Shares in Zalando plunged by almost a fifth on Friday after Europe’s largest online fashion retailer slashed its outlook for the year as consumers retrench amid deepening recession fears.
The Berlin-based company warned that revenues may not increase at all this year following a much weaker than expected second quarter, an abrupt reversal from just four months ago when Zalando forecast growth of 12 to 19 per cent.
In a bleak warning issued after markets closed on Thursday, Zalando said that “management now expects macroeconomic challenges to be longer lasting and more intense than previously anticipated.” Its hopes of a “rebound in consumer confidence in the short-term,” had been dashed, the group added.
The acknowledgment from Zalando, which was among the beneficiaries as the pandemic forced more shoppers online over the past two years, is one of the starkest signs yet of the toll higher inflation is taking on consumers.
While Zalando still expects to be profitable, its predicament is a sharp contrast to the benign backdrop it has enjoyed since going public in Frankfurt in 2014.
Since its listing in Frankfurt, Zalando had trumpeted its annual revenue growth of 25 per cent. Last year, buoyed by the pandemic, its revenues surged 30 per cent.
However, even before Thursday’s warning, Zalando’s shares been under pressure, making it the worst performing member of Germany’s Dax 40 blue-chip index, as investors anticipated that shopping habits adopted during the pandemic may not last.
Friday’s fall takes the group’s shares below its 2014 IPO price of €21.50. After peaking at €26.4bn in July 2021, its market capitalisation has collapsed to roughly €6bn.
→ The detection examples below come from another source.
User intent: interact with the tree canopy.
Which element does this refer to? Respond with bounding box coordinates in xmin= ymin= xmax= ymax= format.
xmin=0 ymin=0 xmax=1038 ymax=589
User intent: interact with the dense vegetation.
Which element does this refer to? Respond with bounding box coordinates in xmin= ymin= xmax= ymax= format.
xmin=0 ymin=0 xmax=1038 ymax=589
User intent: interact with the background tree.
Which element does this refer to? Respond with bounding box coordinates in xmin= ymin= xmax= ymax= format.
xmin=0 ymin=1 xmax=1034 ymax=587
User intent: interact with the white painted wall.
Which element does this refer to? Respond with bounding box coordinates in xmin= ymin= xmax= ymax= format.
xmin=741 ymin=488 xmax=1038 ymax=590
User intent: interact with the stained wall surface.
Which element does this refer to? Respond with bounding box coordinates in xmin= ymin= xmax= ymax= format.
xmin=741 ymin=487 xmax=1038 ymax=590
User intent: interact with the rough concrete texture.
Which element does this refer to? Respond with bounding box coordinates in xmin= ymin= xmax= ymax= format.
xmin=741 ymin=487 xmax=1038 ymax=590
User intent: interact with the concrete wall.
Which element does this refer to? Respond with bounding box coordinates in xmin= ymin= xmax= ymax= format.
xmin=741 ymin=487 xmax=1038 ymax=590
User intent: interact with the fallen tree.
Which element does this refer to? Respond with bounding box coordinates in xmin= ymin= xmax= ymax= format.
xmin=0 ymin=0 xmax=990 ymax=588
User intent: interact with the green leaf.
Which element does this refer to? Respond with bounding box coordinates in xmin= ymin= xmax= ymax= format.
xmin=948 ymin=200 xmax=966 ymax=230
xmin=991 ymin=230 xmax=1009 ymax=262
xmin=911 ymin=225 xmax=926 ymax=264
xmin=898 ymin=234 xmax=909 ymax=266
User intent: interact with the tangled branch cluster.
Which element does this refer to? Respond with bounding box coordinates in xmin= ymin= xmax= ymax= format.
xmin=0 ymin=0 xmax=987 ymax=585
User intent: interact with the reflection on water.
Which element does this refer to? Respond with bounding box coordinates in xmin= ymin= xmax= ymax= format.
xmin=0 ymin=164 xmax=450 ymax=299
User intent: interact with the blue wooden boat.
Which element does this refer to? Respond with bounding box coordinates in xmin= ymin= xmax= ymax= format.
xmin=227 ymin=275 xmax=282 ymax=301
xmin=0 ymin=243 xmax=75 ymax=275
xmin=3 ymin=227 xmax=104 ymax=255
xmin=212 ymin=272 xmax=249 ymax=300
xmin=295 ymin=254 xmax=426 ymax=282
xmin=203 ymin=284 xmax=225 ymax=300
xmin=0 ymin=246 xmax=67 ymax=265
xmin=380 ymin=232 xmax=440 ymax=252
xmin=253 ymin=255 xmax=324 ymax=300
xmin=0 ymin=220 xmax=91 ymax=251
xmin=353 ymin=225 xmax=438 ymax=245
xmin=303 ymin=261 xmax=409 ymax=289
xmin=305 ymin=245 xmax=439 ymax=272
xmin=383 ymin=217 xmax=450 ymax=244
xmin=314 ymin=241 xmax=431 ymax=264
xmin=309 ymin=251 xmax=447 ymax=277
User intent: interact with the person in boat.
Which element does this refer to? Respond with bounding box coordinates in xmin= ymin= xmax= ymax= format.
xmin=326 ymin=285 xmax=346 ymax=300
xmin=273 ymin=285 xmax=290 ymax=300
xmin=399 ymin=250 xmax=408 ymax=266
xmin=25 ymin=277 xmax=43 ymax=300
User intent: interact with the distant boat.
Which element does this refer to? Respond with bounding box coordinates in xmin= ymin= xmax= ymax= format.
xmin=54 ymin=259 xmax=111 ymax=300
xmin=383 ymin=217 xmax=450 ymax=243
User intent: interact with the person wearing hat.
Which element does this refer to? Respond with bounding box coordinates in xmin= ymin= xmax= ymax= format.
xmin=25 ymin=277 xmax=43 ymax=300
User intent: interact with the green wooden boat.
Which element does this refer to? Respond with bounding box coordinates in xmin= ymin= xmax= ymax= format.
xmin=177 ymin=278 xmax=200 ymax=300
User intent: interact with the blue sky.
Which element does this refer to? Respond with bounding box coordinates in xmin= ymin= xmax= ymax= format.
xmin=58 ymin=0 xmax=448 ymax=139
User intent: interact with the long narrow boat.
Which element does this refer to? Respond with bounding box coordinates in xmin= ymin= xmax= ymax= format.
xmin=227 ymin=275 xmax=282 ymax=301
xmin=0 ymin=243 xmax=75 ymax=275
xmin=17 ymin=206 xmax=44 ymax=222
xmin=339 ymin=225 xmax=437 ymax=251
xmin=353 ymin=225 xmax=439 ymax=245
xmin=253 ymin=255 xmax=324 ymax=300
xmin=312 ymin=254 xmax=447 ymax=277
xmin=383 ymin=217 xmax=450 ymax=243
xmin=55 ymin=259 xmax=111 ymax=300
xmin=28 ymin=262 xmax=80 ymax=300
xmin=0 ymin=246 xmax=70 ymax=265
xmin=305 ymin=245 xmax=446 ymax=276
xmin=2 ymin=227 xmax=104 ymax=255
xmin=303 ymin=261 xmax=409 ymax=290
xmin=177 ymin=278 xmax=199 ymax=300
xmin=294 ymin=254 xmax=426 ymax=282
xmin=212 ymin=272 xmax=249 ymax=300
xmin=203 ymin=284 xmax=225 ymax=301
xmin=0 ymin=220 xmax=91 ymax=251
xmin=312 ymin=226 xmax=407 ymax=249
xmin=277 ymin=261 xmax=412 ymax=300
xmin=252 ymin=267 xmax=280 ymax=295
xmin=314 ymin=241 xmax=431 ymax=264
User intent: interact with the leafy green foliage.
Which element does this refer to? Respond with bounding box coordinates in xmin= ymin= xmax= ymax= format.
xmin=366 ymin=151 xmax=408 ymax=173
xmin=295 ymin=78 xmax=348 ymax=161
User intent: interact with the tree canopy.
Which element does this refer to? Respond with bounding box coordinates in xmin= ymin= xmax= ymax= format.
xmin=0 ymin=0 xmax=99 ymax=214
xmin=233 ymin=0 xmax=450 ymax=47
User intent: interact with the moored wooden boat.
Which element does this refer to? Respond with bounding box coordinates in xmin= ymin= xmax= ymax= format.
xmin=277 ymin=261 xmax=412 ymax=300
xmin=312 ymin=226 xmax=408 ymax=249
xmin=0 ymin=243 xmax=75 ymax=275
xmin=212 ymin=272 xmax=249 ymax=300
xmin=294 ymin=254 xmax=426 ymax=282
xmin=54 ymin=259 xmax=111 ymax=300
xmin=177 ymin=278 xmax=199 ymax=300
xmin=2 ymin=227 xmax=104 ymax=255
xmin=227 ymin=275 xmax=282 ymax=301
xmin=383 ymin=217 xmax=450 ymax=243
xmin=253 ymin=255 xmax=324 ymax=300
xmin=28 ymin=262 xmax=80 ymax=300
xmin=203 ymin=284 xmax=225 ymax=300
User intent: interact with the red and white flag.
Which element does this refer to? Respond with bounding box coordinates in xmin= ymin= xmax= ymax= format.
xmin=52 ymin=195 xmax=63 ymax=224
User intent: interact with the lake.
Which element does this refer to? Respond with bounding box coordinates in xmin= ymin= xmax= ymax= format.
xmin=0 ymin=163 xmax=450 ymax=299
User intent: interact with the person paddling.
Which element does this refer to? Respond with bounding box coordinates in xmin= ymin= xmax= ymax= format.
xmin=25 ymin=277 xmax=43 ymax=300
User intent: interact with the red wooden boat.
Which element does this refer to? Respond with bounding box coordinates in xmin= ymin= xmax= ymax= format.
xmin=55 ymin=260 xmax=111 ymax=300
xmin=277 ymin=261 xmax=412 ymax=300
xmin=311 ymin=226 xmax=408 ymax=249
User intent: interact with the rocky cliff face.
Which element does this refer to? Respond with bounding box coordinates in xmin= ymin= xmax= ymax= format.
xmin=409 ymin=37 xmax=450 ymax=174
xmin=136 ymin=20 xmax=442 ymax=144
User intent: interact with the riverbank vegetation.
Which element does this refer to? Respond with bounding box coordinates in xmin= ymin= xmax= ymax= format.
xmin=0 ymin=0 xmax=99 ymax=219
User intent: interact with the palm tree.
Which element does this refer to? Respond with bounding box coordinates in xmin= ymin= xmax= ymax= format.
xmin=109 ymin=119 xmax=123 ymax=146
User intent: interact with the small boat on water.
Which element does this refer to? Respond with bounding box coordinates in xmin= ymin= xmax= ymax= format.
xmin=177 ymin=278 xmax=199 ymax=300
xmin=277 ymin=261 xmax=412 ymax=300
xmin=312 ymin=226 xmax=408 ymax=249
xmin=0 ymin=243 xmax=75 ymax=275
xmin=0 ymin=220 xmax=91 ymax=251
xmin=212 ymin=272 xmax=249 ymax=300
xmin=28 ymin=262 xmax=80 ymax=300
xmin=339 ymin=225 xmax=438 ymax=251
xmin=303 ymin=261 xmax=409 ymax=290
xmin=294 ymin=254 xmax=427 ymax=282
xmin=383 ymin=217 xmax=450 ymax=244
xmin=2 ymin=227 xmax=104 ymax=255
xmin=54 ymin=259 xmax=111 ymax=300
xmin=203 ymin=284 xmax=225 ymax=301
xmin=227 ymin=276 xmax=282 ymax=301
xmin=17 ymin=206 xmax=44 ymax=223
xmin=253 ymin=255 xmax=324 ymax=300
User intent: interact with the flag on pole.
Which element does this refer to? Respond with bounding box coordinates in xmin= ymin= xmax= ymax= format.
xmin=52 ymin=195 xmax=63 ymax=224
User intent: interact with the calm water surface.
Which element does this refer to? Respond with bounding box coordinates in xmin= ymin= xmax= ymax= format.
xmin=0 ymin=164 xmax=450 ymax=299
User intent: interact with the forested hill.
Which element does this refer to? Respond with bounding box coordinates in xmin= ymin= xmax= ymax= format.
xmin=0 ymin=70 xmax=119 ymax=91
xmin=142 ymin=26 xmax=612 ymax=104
The shares fell as much as 17 per cent to €21.10 on Friday before recovering somewhat to trade down 15 per cent.
The darkening outlook from Zalando also hit the shares of UK-listed fashion retailers Asos and Boohoo, who have already been hit by a combination of a reversion to pre-pandemic shopping habits, higher costs and squeezed consumers.
Asos shares were down 4.5 per cent and Boohoo’s were 3.6 per cent weaker in early trading in London. Like Zalando, the companies have also had to grapple with more competition, notably from China’s Shein.
Zalando expects operating profits of just €180mn to €260mn for the year, well below its prediction from earlier in the year. However, that forecast is based on a “significant improvement in profitability in the second half of 2022”, the company said, adding that it had embarked on a cost-cutting plan. In the second quarter it lowered its marketing expenditure, cut infrastructure investments and introduced minimum order volumes in 15 countries.
According to analysts at Deutsche Bank, the company’s new guidance implies that its full-year earnings will be some 90 per cent lower than previously expected.
The analysts remain positive on Zalando in the long run, cautioning investors not to “throw the baby out with the bathwater” as Zalando was “a quality asset with realistic earnings expectations at a cheap valuation”.
“While this new environment is creating a negative impact on our financial performance, our strategy and long term goals are unchanged,” said co-chief executive Robert Gentz.